Une simple rupture de réseau pourrait paralyser dangereusement des régions entières, même la province dans son ensemble. Au cours de la dernière année, le Québec a connu trois pannes de courant majeures et les experts en prévoient encore plus. Dans un Québec totalement décarboné cela se traduirait par des milliers d’immeubles et de foyers sans chauffage, d’individus sans transport individuel ou collectif, et sans accès aux services policiers, ambulanciers et d’incendie munis de véhicules électriques.

Une abondance de ressources

Contrairement aux pays européens, le Canada a accès à une abondance de ressources énergétiques, que ce soit le pétrole, le gaz, l’uranium et de l’électricité sous toutes ses formes.

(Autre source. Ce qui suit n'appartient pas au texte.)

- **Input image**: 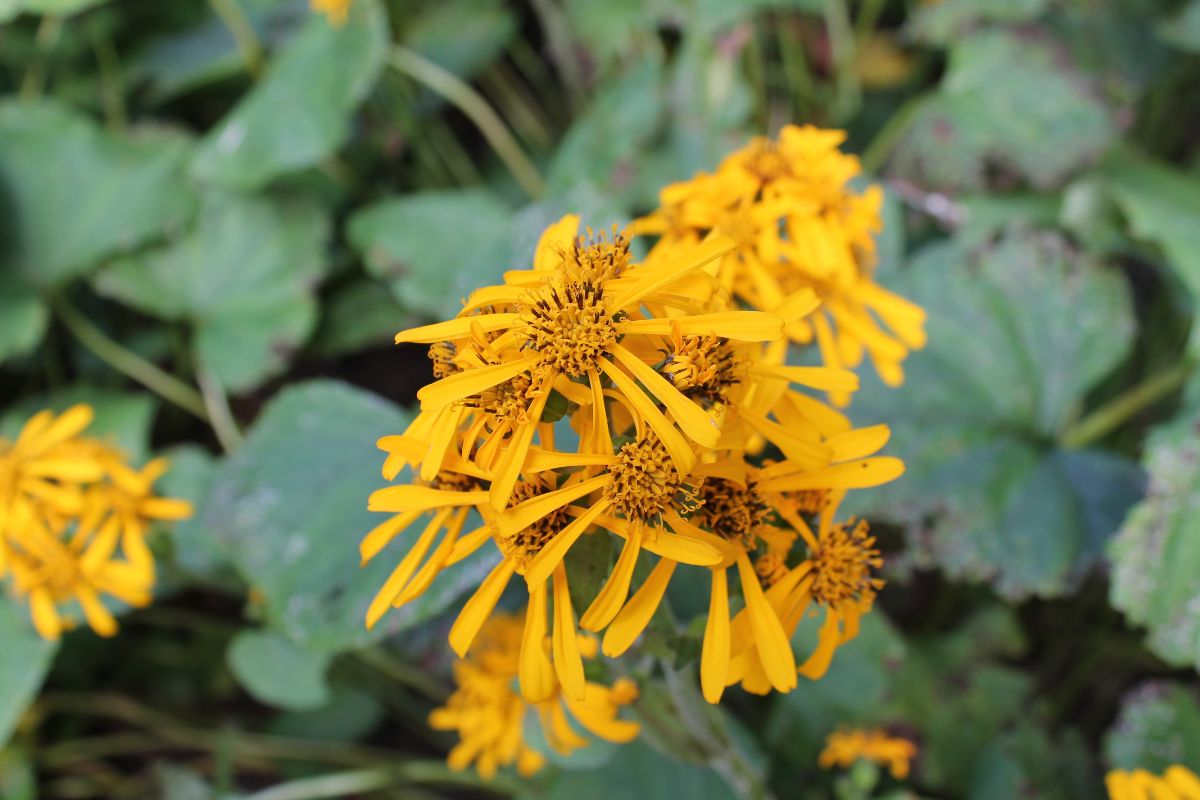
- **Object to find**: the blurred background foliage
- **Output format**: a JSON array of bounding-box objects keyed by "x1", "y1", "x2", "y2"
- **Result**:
[{"x1": 0, "y1": 0, "x2": 1200, "y2": 800}]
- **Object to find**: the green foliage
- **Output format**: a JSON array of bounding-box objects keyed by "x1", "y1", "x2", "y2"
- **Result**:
[{"x1": 856, "y1": 231, "x2": 1140, "y2": 596}]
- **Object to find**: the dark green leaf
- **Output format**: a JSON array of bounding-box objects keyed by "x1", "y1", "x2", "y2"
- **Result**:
[
  {"x1": 95, "y1": 192, "x2": 329, "y2": 391},
  {"x1": 0, "y1": 597, "x2": 59, "y2": 748},
  {"x1": 0, "y1": 102, "x2": 194, "y2": 287},
  {"x1": 192, "y1": 0, "x2": 388, "y2": 190},
  {"x1": 853, "y1": 227, "x2": 1140, "y2": 596}
]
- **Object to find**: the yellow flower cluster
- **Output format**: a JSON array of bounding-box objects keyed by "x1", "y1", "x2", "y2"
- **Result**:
[
  {"x1": 1104, "y1": 764, "x2": 1200, "y2": 800},
  {"x1": 635, "y1": 125, "x2": 925, "y2": 405},
  {"x1": 430, "y1": 614, "x2": 638, "y2": 778},
  {"x1": 360, "y1": 128, "x2": 922, "y2": 777},
  {"x1": 817, "y1": 729, "x2": 917, "y2": 780},
  {"x1": 0, "y1": 405, "x2": 192, "y2": 639}
]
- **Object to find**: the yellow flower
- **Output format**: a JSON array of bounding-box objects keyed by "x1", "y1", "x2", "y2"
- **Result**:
[
  {"x1": 635, "y1": 126, "x2": 925, "y2": 405},
  {"x1": 430, "y1": 614, "x2": 638, "y2": 778},
  {"x1": 1104, "y1": 764, "x2": 1200, "y2": 800},
  {"x1": 817, "y1": 729, "x2": 917, "y2": 780},
  {"x1": 0, "y1": 404, "x2": 192, "y2": 639},
  {"x1": 308, "y1": 0, "x2": 354, "y2": 28}
]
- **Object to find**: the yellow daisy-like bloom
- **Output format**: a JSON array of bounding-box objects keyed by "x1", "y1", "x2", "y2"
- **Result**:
[
  {"x1": 308, "y1": 0, "x2": 354, "y2": 28},
  {"x1": 1104, "y1": 764, "x2": 1200, "y2": 800},
  {"x1": 430, "y1": 614, "x2": 638, "y2": 778},
  {"x1": 0, "y1": 404, "x2": 192, "y2": 639},
  {"x1": 635, "y1": 126, "x2": 925, "y2": 405},
  {"x1": 817, "y1": 729, "x2": 917, "y2": 780}
]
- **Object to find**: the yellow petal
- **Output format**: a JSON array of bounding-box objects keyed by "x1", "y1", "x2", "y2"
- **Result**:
[
  {"x1": 524, "y1": 495, "x2": 608, "y2": 587},
  {"x1": 517, "y1": 583, "x2": 558, "y2": 703},
  {"x1": 551, "y1": 564, "x2": 587, "y2": 699},
  {"x1": 396, "y1": 314, "x2": 521, "y2": 344},
  {"x1": 416, "y1": 356, "x2": 538, "y2": 411},
  {"x1": 700, "y1": 570, "x2": 730, "y2": 704},
  {"x1": 580, "y1": 533, "x2": 642, "y2": 632},
  {"x1": 738, "y1": 553, "x2": 796, "y2": 692},
  {"x1": 600, "y1": 559, "x2": 677, "y2": 658},
  {"x1": 450, "y1": 559, "x2": 516, "y2": 658}
]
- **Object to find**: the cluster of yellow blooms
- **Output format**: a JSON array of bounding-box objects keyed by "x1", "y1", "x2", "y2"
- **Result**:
[
  {"x1": 0, "y1": 404, "x2": 192, "y2": 639},
  {"x1": 817, "y1": 729, "x2": 917, "y2": 781},
  {"x1": 1104, "y1": 764, "x2": 1200, "y2": 800},
  {"x1": 361, "y1": 127, "x2": 924, "y2": 765}
]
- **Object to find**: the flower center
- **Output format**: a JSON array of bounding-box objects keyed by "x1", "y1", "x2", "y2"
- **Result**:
[
  {"x1": 812, "y1": 519, "x2": 883, "y2": 606},
  {"x1": 606, "y1": 434, "x2": 697, "y2": 523},
  {"x1": 700, "y1": 477, "x2": 770, "y2": 552},
  {"x1": 661, "y1": 336, "x2": 744, "y2": 403},
  {"x1": 498, "y1": 480, "x2": 572, "y2": 575}
]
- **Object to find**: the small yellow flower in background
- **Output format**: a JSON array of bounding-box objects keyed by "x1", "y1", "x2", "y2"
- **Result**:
[
  {"x1": 430, "y1": 614, "x2": 638, "y2": 778},
  {"x1": 817, "y1": 729, "x2": 917, "y2": 780},
  {"x1": 308, "y1": 0, "x2": 354, "y2": 28},
  {"x1": 1104, "y1": 764, "x2": 1200, "y2": 800},
  {"x1": 0, "y1": 404, "x2": 192, "y2": 639},
  {"x1": 635, "y1": 125, "x2": 925, "y2": 405}
]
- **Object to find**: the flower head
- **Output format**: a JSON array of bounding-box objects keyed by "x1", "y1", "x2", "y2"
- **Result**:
[
  {"x1": 430, "y1": 614, "x2": 638, "y2": 777},
  {"x1": 817, "y1": 728, "x2": 917, "y2": 780}
]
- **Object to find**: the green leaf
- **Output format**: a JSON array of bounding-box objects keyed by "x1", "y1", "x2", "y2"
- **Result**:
[
  {"x1": 199, "y1": 381, "x2": 496, "y2": 652},
  {"x1": 894, "y1": 30, "x2": 1116, "y2": 190},
  {"x1": 192, "y1": 0, "x2": 388, "y2": 190},
  {"x1": 906, "y1": 0, "x2": 1049, "y2": 44},
  {"x1": 226, "y1": 631, "x2": 330, "y2": 711},
  {"x1": 0, "y1": 272, "x2": 50, "y2": 363},
  {"x1": 1104, "y1": 682, "x2": 1200, "y2": 774},
  {"x1": 541, "y1": 741, "x2": 736, "y2": 800},
  {"x1": 95, "y1": 192, "x2": 329, "y2": 391},
  {"x1": 852, "y1": 227, "x2": 1140, "y2": 597},
  {"x1": 1109, "y1": 410, "x2": 1200, "y2": 669},
  {"x1": 1100, "y1": 152, "x2": 1200, "y2": 349},
  {"x1": 0, "y1": 597, "x2": 59, "y2": 750},
  {"x1": 348, "y1": 190, "x2": 516, "y2": 321},
  {"x1": 0, "y1": 385, "x2": 157, "y2": 465},
  {"x1": 0, "y1": 102, "x2": 194, "y2": 288},
  {"x1": 1158, "y1": 0, "x2": 1200, "y2": 53}
]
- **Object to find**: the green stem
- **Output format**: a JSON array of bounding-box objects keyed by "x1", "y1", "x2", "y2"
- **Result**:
[
  {"x1": 54, "y1": 296, "x2": 209, "y2": 422},
  {"x1": 196, "y1": 365, "x2": 242, "y2": 453},
  {"x1": 1060, "y1": 359, "x2": 1195, "y2": 449},
  {"x1": 862, "y1": 89, "x2": 925, "y2": 174},
  {"x1": 390, "y1": 44, "x2": 546, "y2": 199},
  {"x1": 209, "y1": 0, "x2": 263, "y2": 78}
]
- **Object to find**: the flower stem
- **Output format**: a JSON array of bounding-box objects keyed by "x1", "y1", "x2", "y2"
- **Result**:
[
  {"x1": 54, "y1": 296, "x2": 209, "y2": 422},
  {"x1": 390, "y1": 44, "x2": 546, "y2": 199},
  {"x1": 1060, "y1": 359, "x2": 1195, "y2": 449},
  {"x1": 209, "y1": 0, "x2": 263, "y2": 78}
]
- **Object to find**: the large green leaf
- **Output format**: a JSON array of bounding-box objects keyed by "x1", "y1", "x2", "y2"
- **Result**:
[
  {"x1": 95, "y1": 192, "x2": 329, "y2": 391},
  {"x1": 894, "y1": 30, "x2": 1116, "y2": 190},
  {"x1": 852, "y1": 227, "x2": 1140, "y2": 597},
  {"x1": 1109, "y1": 400, "x2": 1200, "y2": 669},
  {"x1": 200, "y1": 381, "x2": 496, "y2": 652},
  {"x1": 192, "y1": 0, "x2": 388, "y2": 190},
  {"x1": 348, "y1": 190, "x2": 516, "y2": 319},
  {"x1": 0, "y1": 597, "x2": 59, "y2": 748},
  {"x1": 0, "y1": 272, "x2": 50, "y2": 363},
  {"x1": 1104, "y1": 682, "x2": 1200, "y2": 774},
  {"x1": 226, "y1": 631, "x2": 330, "y2": 711},
  {"x1": 1100, "y1": 152, "x2": 1200, "y2": 348},
  {"x1": 0, "y1": 102, "x2": 194, "y2": 287}
]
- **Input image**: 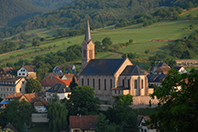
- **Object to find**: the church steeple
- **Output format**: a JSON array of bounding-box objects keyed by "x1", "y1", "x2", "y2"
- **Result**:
[
  {"x1": 85, "y1": 19, "x2": 91, "y2": 44},
  {"x1": 82, "y1": 20, "x2": 95, "y2": 68}
]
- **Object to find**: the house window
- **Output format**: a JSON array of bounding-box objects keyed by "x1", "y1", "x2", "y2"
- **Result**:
[
  {"x1": 89, "y1": 50, "x2": 93, "y2": 59},
  {"x1": 98, "y1": 79, "x2": 100, "y2": 90},
  {"x1": 128, "y1": 79, "x2": 130, "y2": 88},
  {"x1": 110, "y1": 79, "x2": 113, "y2": 88},
  {"x1": 87, "y1": 79, "x2": 89, "y2": 85},
  {"x1": 135, "y1": 80, "x2": 137, "y2": 89},
  {"x1": 82, "y1": 78, "x2": 84, "y2": 86},
  {"x1": 104, "y1": 79, "x2": 107, "y2": 90},
  {"x1": 93, "y1": 79, "x2": 95, "y2": 88},
  {"x1": 122, "y1": 79, "x2": 124, "y2": 87},
  {"x1": 84, "y1": 50, "x2": 87, "y2": 57}
]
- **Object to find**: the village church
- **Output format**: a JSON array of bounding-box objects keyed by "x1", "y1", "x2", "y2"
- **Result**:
[{"x1": 79, "y1": 21, "x2": 153, "y2": 101}]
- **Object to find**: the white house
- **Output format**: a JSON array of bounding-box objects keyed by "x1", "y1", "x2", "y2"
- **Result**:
[
  {"x1": 17, "y1": 66, "x2": 37, "y2": 79},
  {"x1": 46, "y1": 83, "x2": 71, "y2": 101}
]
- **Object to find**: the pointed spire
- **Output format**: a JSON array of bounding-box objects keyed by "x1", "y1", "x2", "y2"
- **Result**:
[{"x1": 85, "y1": 19, "x2": 91, "y2": 43}]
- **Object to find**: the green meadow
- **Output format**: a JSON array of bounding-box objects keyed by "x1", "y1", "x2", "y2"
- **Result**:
[
  {"x1": 0, "y1": 20, "x2": 196, "y2": 62},
  {"x1": 181, "y1": 9, "x2": 198, "y2": 17}
]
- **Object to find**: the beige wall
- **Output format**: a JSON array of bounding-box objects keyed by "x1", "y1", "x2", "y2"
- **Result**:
[
  {"x1": 118, "y1": 75, "x2": 148, "y2": 96},
  {"x1": 133, "y1": 96, "x2": 159, "y2": 105},
  {"x1": 81, "y1": 40, "x2": 95, "y2": 68},
  {"x1": 0, "y1": 78, "x2": 27, "y2": 98}
]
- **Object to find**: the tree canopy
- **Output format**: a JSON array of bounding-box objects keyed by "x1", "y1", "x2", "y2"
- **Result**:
[
  {"x1": 67, "y1": 85, "x2": 100, "y2": 115},
  {"x1": 0, "y1": 100, "x2": 34, "y2": 131},
  {"x1": 47, "y1": 101, "x2": 68, "y2": 132},
  {"x1": 150, "y1": 69, "x2": 198, "y2": 132},
  {"x1": 25, "y1": 78, "x2": 42, "y2": 93}
]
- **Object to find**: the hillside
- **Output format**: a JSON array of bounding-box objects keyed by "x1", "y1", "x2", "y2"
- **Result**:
[
  {"x1": 0, "y1": 0, "x2": 197, "y2": 37},
  {"x1": 0, "y1": 0, "x2": 160, "y2": 37},
  {"x1": 0, "y1": 20, "x2": 198, "y2": 69},
  {"x1": 0, "y1": 0, "x2": 43, "y2": 28},
  {"x1": 26, "y1": 0, "x2": 74, "y2": 12}
]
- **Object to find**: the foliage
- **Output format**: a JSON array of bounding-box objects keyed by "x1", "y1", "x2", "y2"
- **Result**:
[
  {"x1": 32, "y1": 39, "x2": 41, "y2": 47},
  {"x1": 0, "y1": 0, "x2": 43, "y2": 28},
  {"x1": 122, "y1": 111, "x2": 139, "y2": 132},
  {"x1": 27, "y1": 0, "x2": 74, "y2": 12},
  {"x1": 69, "y1": 76, "x2": 78, "y2": 90},
  {"x1": 25, "y1": 78, "x2": 42, "y2": 93},
  {"x1": 105, "y1": 99, "x2": 132, "y2": 125},
  {"x1": 149, "y1": 69, "x2": 198, "y2": 132},
  {"x1": 166, "y1": 31, "x2": 198, "y2": 59},
  {"x1": 67, "y1": 85, "x2": 100, "y2": 115},
  {"x1": 122, "y1": 53, "x2": 136, "y2": 59},
  {"x1": 22, "y1": 123, "x2": 28, "y2": 132},
  {"x1": 95, "y1": 113, "x2": 109, "y2": 132},
  {"x1": 47, "y1": 101, "x2": 68, "y2": 132},
  {"x1": 0, "y1": 41, "x2": 17, "y2": 54},
  {"x1": 0, "y1": 0, "x2": 167, "y2": 37},
  {"x1": 147, "y1": 54, "x2": 176, "y2": 69},
  {"x1": 2, "y1": 100, "x2": 34, "y2": 131}
]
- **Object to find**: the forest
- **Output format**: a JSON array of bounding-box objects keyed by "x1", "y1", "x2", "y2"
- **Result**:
[{"x1": 0, "y1": 0, "x2": 197, "y2": 38}]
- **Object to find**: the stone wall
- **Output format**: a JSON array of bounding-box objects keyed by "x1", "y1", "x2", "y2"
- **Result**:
[
  {"x1": 32, "y1": 113, "x2": 49, "y2": 123},
  {"x1": 133, "y1": 96, "x2": 159, "y2": 105}
]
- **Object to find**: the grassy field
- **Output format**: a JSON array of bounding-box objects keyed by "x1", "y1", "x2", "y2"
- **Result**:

Dans un contexte de grande instabilité globale, il serait hasardeux de ne pas profiter de cet avantage. En se décarbonant, c’est plus ou moins à cette sécurité que nous renonçons, et ce, sans rien changer aux dérèglements climatiques, tout en négligeant la qualité de nos services sociaux.

Y a-t-il vraiment quelqu’un dans la salle pour penser qu’en réduisant notre consommation de 40 millions de tonnes par an, cela nous mettra à l’abri des bouleversements environnementaux ?

La réponse aux changements climatiques ne peut être que globale et devra nécessiter l’engagement des principaux pays producteurs de gaz à effet de serre et de ceux qui le deviendront, ce qui est loin d’être acquis.

Abdiquer n’est pas la solution. Mener nos combats sur d’autres fronts et d’autres continents semblerait plus judicieux et prometteur. À titre d’exemple, près de la moitié de la population africaine n’a pas accès à l’électricité, et d’ici 15 ans la population y augmentera de près d’un milliard d’habitants. Laisser le développement de ce continent entre les mains des producteurs de charbon serait catastrophique pour l’humanité tout entière. Y investir nos milliards serait sans doute plus bénéfique d’un point environnemental et moral.

Décarboner le Québec, c’est ni plus ni moins se donner bonne conscience, tout en s’assurant de maintenir notre niveau de vie en continuant d’exporter notre pollution dans les pays pauvres. Un peu comme donner un dollar à un itinérant en s’imaginant apporter notre contribution honorable au sort des sans-abri.

Il serait facile de voir dans cette décarbonation rien d’autre qu’une forme d’écoblanchiment étatique qui nous réconforte dans notre immobilisme. Face aux multiples enjeux de développement et avec tous les échecs que connaît la lutte contre les changements climatiques, il est clair que « la vérité est ailleurs ».